When a knot is not a knot
A few conditions can masquerade as trigger point pain and deserve medical evaluation rather than a massage: shingles in the early prodromal phase, thoracic outlet syndrome, cervical radiculopathy with progressive weakness, deep vein thrombosis in the calf, and referred pain from visceral organs (a gallbladder attack referring to the right shoulder, for example). If pressure does not reproduce your familiar pain, if the pain is worsening despite rest and gentle work, if there is progressive numbness or weakness, if the area is warm and swollen without clear cause — see your doctor first, bodywork second.
Frequently asked
- Do knots ever just go away on their own?
- Sometimes, if the driving load pattern changes — you finish the moving project, the deadline passes, you switch to a better chair. More often the tissue guards, then adapts, and the knot becomes a chronic hyperactive band that needs manual intervention plus a movement change to fully resolve.
- Should it hurt to release a knot?
- A well-trained therapist will work at what's called 'good pain' — a 6 or 7 out of 10 that eases as the tissue releases under the pressure. If you're bracing, holding your breath, gripping the table, or bruising for a week afterward, the pressure was too aggressive and often produces a guarding response that undoes the release.

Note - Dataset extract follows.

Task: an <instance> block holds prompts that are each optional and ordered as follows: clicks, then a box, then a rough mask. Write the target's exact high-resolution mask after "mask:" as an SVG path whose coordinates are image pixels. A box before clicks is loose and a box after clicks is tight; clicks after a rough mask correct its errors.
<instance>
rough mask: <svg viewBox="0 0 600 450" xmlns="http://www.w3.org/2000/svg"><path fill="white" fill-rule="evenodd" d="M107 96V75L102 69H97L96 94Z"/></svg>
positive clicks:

- Can I release my own knots with a lacrosse ball or foam roller?
- For maintenance and easily-reached areas (glutes, quads, lats), yes. For deeper layers, referral-heavy areas (suboccipitals, scalenes, psoas, pec minor), and multi-layer restrictions, hands with training and eyes on your movement pattern outperform any tool.
- How many sessions does it typically take to resolve chronic knots?
- It depends heavily on how long the pattern has been in place and whether the driving load is changing. A recent, single-cause knot often resolves in one to three sessions. A five-year desk-neck pattern with headaches typically needs a series over six to twelve weeks paired with workstation and sleep changes.
References & further reading
- 1.Shah JP et al., 'Myofascial Trigger Points Then and Now,' Archives of Physical Medicine & Rehabilitation (2015)
- 2.Travell & Simons, Myofascial Pain and Dysfunction: The Trigger Point Manual (NCBI Bookshelf overview)
- 3.Ballyns JJ et al., ultrasound imaging of trigger points, Journal of Ultrasound in Medicine (2011)
- 4.Gerwin RD, 'Diagnosis of Myofascial Pain Syndrome,' Physical Medicine & Rehabilitation Clinics of North America
Educational content only. Not medical advice, diagnosis, or a treatment guarantee. Please consult a licensed medical provider for personal medical decisions.